Guest Editors Steven D. Leach, MD, the Paul K. Neumann Professor in Pancreatic Cancer and Professor of Surgery, Oncology and Cell Biology at Johns Hopkins University (Baltimore, MD) and A. Thomas Look, MD, Professor, Department of Paediatrics, Harvard Medical School, and Vice-Chair for Research Paediatric Oncology, Dana Farber Cancer Institute (Boston, MA), have compiled a comprehensive collection of papers that describe current approaches for modelling human cancer in zebra fish, studying tissue remodelling in zebra fish embryos, and understanding the genes, genetic control elements, and repair pathways involved in the development and metastasis of tumours.

A particular advantage of using zebra fish to study cancer biology is the ability to transplant human tumours into the fish using well-established methods. Authors Leonard Zon, PhD, and Alison Taylor, PhD, from Harvard Medical School and Children's Hospital Boston present the concepts and techniques relevant to zebra fish transplantation assays. They describe how tumour transplantation has been used to study leukaemia, rhabdomyosarcoma, and melanoma in the paper "Zebra fish Tumour Assays: The State of Transplantation."
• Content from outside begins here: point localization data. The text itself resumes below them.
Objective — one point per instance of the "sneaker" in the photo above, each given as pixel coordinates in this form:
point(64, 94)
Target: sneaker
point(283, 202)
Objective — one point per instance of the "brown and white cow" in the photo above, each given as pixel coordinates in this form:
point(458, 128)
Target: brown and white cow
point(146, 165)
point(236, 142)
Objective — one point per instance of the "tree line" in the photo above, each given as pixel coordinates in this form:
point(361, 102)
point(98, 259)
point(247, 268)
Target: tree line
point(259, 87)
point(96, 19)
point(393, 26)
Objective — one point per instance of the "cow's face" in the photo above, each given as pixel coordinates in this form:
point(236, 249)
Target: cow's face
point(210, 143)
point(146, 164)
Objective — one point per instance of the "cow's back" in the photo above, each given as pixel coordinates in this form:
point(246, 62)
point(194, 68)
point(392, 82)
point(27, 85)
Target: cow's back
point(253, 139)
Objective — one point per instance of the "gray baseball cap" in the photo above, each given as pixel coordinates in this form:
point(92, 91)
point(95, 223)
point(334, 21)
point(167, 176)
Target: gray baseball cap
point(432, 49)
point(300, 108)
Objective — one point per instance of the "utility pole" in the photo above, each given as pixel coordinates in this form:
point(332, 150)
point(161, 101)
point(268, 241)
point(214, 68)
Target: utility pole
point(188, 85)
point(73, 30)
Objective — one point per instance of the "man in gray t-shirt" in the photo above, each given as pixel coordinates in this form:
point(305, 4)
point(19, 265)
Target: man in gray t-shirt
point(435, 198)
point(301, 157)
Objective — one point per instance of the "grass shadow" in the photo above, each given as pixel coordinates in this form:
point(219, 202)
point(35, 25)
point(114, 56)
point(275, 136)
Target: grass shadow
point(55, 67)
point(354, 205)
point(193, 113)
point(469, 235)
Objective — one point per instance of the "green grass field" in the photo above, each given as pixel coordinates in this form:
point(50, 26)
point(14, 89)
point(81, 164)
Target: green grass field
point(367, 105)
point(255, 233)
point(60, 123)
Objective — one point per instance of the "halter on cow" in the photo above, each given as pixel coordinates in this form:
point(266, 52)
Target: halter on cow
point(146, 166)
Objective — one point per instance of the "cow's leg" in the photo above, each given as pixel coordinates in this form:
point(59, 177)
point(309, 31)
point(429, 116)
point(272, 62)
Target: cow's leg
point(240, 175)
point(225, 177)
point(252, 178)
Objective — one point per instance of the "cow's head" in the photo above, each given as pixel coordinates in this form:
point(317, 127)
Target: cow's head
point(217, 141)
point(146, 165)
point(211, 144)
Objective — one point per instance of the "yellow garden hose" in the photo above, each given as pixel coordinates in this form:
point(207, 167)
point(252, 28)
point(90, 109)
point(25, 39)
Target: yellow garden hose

The molecular basis for cancers affecting human germ cells is poorly understood, impeding efforts to identify more effective and targeted treatments. In the paper entitled "Identification of a Heritable Model of Testicular Germ Cell Tumour in the Zebra fish," authors Joanie Neumann, Jennifer Dhepard Dovey, Garvin Chandler, Liliana Carbajal, and James Amatruda, describe the development of a zebra fish model that carries a genetic mutation making the fish highly susceptible to the development of testicular tumours. This model system can be used to test new approaches to therapy for testicular cancer.

Jun Chen and Jinrong Peng, from Zhejian University (China), describe the use of transgenic zebra fish to understand the roles that different naturally occurring forms of the tumour suppressor gene p53 play in regulating cell cycle, metabolism, organ development, and cell aging and death. Their paper "p53 Isoform Δ113p53 in Zebra fish" discusses the potential use of this particular p53 isoform for characterizing factors in the p53 pathway and screening for novel cancer therapies.

Noting the "relative ease and low costs of transgenesis"-putting human genes into zebra fish-and the unique benefits of working with zebra fish, especially related to imaging, genetics, and transplantation, Dr. Leach predicts that, "Future zebra fish cancer research exploiting these fundamental advantages will be especially likely to generate novel insights not achievable using other model systems," in his Introduction to the issue entitled, "Pisces and Cancer: The Stars Align."